Long-term adaptive response of an oceanic diatom to copper deficiency

Abstract

Enhanced vertical stratification brought about by warming of the ocean surface is expected to reduce vertical circulation and nutrient input with knock-on effects for phytoplankton. Increased nutrient limitation is one predicted outcome, but how that will impact phytoplankton is uncertain because we do not know how they will adapt. We used copper (Cu) as a model catalytic nutrient to explore the adaptive response of an oceanic diatom to continuous nutrient deprivation in laboratory experiments. Populations of Thalassiosira oceanica maintained under Cu-limiting and sufficient conditions for ~380 generations differed significantly in their abilities to grow in medium containing 1 nM Cu.
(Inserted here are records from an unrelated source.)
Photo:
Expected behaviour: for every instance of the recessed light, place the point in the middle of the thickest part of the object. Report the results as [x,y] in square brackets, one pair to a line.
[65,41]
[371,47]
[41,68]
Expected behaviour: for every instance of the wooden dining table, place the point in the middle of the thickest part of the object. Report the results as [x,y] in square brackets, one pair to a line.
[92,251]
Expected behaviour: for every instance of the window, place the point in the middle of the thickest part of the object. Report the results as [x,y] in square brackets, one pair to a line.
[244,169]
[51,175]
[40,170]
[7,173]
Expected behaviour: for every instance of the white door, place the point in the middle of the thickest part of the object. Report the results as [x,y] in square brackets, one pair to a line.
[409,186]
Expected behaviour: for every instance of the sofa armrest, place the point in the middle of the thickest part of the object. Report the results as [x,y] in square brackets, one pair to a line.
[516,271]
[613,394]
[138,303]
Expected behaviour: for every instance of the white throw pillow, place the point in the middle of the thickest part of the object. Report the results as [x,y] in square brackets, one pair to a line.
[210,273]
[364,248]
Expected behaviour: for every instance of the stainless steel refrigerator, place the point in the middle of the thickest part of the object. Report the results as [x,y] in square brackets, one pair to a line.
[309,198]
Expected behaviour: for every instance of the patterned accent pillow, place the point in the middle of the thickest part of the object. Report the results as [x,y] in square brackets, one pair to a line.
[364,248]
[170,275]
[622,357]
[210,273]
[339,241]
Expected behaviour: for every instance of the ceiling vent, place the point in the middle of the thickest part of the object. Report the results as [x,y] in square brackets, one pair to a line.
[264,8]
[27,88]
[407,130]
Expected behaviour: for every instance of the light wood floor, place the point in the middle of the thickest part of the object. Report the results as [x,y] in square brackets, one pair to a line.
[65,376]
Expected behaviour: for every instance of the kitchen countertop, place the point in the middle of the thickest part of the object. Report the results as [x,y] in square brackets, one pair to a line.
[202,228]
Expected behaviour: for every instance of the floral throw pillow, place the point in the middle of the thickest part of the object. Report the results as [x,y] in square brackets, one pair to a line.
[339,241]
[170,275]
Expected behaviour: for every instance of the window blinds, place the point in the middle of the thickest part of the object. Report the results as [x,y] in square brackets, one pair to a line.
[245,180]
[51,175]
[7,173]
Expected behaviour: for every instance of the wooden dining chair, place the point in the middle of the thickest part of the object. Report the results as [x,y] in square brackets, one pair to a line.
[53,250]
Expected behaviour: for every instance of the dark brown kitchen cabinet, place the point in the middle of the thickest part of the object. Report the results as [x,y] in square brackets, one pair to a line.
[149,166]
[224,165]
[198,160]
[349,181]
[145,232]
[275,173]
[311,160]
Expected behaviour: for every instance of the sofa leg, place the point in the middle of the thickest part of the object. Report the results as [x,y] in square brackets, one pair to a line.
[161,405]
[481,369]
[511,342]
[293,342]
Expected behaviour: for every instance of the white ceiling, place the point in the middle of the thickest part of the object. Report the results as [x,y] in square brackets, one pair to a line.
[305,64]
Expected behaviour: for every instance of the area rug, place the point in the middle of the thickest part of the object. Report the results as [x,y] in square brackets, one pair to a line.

Continued selection for more than 2000 generations increased Cu use efficiency (CuUE) of a low Cu-adapted (LCuA) population by more than 2-fold compared to the control and ancestral populations. The increase in CuUE resulted from a decrease in the amount of cellular Cu required for growth and an increase in the net carbon assimilation rate. Redistribution of cellular Cu and increased efficiency of photosynthetic reactions are hypothesized to explain the fast rates of maximum electron transport of low Cu-adapted cells despite containing less Cu. The results show that adaptation increased resource use efficiency in phytoplankton, which could reduce the impact of increased nutrient deficiency in the future ocean.